Nuria es mi mejor amiga y vive en el piso de enfrente. Aunque se
resiste a dejar la sartén en el fuego, la convenzo diciéndole que será sólo un
segundo, que es importante y no puede esperar.
Esto que me ocurre ya no es sólo un cambio de mentalidad inducido por
un tipo misterioso. Se trata de algo también físico que se manifiesta de la
forma más insospechada. No sé si estoy enferma, loca o fumada. No puedo esperar
a que Pedro regrese de la oficina. Debo contárselo a alguien.
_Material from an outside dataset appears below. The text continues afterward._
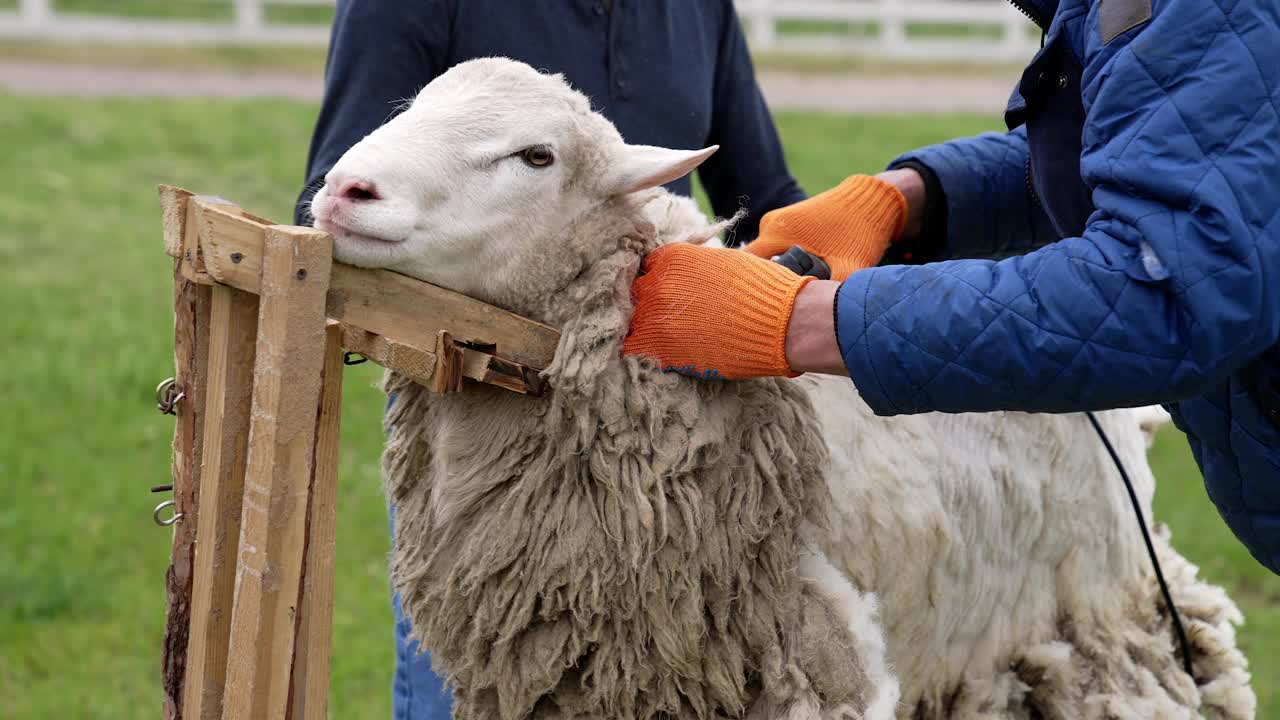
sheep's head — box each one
[305,58,716,308]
—Vaya ojeras, Tina, ¿una noche agitada?
La llevo al salón. Enciendo un cigarrillo de ese paquete que todo
antiguo fumador guarda en alguna parte. Nuria me pide. Con la tensión he
olvidado las normas de urbanidad.
—En realidad, no es lo que crees.
—Tú has follado, no mientas.
La historia del último trabajo ya la conoce, incluso lo raro que era
el señor. Pero no sabe nada de las ideas que me rondan la cabeza últimamente.
Todas hacen referencia a la maldad del hombre y a la urgencia de que las
mujeres tomemos una decisión drástica.
—Suéltalo ya, me tienes en ascuas.
—Acércate, quiero decírtelo al oído. Las paredes oyen.
A continuación le enseño la mancha del sofá. Como no lo pilla, cojo un
plato sucio del fregadero y lo dejo caer. Se hace pedazos.
—Tina,
no gastes bromas. ¿Dónde coño estás?